Een jong paar met een duits accent staat voor mij in de apotheek. Ze kijkt Hem aan, Hij kijkt je aan, dan ben je een eikel en zegt: “ik heb een pil”.
En ik zeg: “Heb je een recept? Hier zijn alleen op recept verkrijgbaar.”
U: “nee, ik heb geen recept voor.”
Pharmama: “Dan moet je misschien naar de huisarts, die men kan vertonen? Als u geen arts: Het ziekenhuis heeft een vrouw sectie, waar u kunt ook zonder afspraak.”
Hij: “Gaat zonder?”
Pharmama: “nee, voor de pil moet ik een recept – ik kan je niet zomaar een. Een arts moet een kijkje nemen op voor.”
De twee terug te kijken en te gaan.
Of is het niet? Ik zie je buiten de deur te bespreken.
Eindelijk, ze komt weer binnen.
“Ik lees op het Internet dat men krijgt in Zwitserland, de morning-after pil zonder recept kunt krijgen.”
Ah, dat is het punt.
Pharmama: “Dit is zo.
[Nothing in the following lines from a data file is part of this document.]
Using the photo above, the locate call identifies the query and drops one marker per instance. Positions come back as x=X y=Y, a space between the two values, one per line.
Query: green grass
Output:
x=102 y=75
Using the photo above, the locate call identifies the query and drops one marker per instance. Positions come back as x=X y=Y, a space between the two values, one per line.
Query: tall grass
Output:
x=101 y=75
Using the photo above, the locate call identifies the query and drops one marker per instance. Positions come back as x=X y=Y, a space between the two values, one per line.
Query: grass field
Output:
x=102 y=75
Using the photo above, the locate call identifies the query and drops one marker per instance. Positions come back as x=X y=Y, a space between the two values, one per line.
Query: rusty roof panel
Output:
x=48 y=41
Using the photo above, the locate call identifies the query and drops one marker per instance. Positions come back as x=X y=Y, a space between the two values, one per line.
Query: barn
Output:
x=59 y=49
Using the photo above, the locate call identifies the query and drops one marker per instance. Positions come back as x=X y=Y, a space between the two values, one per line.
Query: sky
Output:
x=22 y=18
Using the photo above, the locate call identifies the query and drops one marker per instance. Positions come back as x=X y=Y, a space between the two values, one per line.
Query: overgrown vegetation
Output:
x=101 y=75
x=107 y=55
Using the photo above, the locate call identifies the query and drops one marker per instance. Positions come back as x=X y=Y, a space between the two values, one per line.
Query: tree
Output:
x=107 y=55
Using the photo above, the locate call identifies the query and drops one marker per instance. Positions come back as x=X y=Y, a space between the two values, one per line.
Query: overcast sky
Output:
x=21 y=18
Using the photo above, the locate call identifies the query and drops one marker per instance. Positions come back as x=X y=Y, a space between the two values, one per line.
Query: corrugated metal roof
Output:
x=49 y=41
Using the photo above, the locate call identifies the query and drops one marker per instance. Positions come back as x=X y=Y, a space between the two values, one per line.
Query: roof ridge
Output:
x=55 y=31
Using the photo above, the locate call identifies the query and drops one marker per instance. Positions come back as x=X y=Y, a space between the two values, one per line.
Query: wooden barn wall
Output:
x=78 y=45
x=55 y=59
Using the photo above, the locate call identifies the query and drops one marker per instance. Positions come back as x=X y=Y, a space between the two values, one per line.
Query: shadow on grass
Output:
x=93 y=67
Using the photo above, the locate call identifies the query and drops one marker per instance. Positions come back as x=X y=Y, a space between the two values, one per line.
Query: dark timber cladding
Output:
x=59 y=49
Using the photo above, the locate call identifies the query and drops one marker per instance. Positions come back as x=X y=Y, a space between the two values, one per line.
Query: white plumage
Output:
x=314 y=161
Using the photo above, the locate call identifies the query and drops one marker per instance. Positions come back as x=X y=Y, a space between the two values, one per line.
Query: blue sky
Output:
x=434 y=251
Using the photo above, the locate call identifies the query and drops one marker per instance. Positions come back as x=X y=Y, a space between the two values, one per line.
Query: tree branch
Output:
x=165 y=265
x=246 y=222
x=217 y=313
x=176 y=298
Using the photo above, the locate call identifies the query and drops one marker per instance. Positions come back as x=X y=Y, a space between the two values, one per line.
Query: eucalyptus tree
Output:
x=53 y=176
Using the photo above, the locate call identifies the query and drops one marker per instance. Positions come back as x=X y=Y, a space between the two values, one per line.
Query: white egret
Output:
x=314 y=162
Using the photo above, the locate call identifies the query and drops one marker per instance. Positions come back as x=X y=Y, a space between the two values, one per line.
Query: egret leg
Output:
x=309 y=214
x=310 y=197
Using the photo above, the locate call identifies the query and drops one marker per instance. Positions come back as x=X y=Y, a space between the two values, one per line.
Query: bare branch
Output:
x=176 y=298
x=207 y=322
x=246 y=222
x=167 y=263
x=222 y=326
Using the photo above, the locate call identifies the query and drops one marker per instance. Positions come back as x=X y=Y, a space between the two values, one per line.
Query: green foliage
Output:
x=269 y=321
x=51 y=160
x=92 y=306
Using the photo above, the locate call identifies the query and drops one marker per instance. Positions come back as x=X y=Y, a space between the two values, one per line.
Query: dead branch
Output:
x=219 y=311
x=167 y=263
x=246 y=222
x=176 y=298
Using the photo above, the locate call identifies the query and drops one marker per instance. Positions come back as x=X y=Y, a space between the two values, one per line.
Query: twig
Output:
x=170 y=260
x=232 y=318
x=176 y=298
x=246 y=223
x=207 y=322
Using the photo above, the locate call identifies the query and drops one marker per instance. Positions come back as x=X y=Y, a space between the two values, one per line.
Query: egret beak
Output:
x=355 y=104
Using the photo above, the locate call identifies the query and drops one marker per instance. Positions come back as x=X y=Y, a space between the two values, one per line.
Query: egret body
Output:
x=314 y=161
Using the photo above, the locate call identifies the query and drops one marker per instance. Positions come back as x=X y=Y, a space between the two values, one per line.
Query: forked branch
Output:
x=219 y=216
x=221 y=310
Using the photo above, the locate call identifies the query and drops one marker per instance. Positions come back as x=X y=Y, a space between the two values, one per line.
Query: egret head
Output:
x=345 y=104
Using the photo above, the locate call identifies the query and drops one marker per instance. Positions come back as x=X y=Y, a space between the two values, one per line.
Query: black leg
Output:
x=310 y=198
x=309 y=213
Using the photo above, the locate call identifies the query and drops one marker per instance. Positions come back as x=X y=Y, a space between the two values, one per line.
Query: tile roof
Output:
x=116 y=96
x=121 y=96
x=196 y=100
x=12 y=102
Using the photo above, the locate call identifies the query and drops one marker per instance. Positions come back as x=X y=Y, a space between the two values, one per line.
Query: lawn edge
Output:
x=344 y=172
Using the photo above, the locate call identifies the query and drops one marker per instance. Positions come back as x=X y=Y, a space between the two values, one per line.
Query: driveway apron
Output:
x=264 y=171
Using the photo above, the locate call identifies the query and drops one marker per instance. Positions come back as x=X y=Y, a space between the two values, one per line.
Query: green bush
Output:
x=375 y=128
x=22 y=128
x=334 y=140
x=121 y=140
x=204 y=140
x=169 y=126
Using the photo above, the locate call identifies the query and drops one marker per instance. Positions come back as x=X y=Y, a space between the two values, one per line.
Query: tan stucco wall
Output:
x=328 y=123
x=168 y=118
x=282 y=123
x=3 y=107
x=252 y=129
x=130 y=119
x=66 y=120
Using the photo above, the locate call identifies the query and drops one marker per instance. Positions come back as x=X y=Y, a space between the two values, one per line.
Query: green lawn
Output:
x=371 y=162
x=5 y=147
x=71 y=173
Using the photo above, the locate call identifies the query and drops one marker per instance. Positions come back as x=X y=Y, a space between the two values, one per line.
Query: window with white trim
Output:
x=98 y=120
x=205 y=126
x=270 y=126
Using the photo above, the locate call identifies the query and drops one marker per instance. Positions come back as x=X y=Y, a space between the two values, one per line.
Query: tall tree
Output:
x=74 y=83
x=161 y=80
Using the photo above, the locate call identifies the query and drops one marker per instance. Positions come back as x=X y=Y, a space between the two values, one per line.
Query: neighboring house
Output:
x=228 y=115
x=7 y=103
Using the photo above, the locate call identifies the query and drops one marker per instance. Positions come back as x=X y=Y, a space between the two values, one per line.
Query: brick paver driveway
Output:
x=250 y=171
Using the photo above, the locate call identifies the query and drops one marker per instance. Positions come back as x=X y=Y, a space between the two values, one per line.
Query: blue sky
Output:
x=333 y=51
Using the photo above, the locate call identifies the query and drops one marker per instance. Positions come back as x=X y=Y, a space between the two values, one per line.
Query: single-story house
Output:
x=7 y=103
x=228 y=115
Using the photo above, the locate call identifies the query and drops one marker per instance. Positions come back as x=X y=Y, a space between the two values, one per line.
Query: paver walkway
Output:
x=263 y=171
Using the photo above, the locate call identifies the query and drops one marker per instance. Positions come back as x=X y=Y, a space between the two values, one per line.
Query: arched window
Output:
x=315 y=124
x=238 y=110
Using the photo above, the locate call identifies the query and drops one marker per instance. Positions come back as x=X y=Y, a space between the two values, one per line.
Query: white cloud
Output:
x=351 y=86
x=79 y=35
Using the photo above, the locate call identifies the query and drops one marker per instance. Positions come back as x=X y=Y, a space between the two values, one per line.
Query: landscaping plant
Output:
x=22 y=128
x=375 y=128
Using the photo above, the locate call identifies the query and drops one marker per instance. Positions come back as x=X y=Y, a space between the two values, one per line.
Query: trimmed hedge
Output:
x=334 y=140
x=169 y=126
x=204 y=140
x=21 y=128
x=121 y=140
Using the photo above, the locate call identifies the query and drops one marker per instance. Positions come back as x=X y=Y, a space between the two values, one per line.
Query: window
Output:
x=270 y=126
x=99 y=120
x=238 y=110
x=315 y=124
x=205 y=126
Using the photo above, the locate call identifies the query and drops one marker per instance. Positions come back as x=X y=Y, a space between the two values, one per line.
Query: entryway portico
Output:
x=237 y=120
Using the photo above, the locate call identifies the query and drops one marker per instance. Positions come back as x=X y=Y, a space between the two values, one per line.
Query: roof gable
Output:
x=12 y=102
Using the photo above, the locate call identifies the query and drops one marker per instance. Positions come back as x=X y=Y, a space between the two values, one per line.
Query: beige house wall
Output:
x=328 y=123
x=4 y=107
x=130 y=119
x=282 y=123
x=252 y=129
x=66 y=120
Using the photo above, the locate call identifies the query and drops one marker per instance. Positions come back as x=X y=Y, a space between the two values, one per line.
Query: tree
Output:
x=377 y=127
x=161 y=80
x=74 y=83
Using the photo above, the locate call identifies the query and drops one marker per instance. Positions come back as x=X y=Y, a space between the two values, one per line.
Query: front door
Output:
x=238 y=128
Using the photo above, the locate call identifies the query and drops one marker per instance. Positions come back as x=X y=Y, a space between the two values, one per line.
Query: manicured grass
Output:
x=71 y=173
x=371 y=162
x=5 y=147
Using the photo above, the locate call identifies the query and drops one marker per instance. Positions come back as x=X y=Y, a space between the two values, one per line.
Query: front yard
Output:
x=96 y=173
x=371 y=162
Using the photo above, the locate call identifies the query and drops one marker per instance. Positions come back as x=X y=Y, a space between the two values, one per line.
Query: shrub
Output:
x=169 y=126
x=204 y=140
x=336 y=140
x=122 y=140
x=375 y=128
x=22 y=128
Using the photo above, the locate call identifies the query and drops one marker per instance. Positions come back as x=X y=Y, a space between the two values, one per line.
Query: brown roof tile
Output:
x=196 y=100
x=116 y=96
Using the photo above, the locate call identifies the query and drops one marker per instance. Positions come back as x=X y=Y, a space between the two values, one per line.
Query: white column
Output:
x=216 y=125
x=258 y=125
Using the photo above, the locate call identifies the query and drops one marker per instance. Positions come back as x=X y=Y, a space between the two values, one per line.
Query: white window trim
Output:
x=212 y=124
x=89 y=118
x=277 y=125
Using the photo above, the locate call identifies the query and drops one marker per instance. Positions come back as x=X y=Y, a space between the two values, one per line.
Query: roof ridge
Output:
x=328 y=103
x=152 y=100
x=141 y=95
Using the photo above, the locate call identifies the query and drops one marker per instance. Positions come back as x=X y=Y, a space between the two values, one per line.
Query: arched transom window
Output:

Echter, dit is niet bedoeld als een anticonceptie – dat is de reden waarom je ze … daarna.”
Implizierend: is dat zo?
Ze knikt: “ik begrijp het. Ik heb u nodig.”
Pharmama: “Goed dan, kom op Terug. Heb ik eerst een gesprek met u.”
Eerlijk gezegd – ik wil niet om ze zwaarder zijn dan nodig, maar: bespreek in de platte tekst. Een pil is iets anders. De enige noodsituatie anticonceptie. De morning-after pil.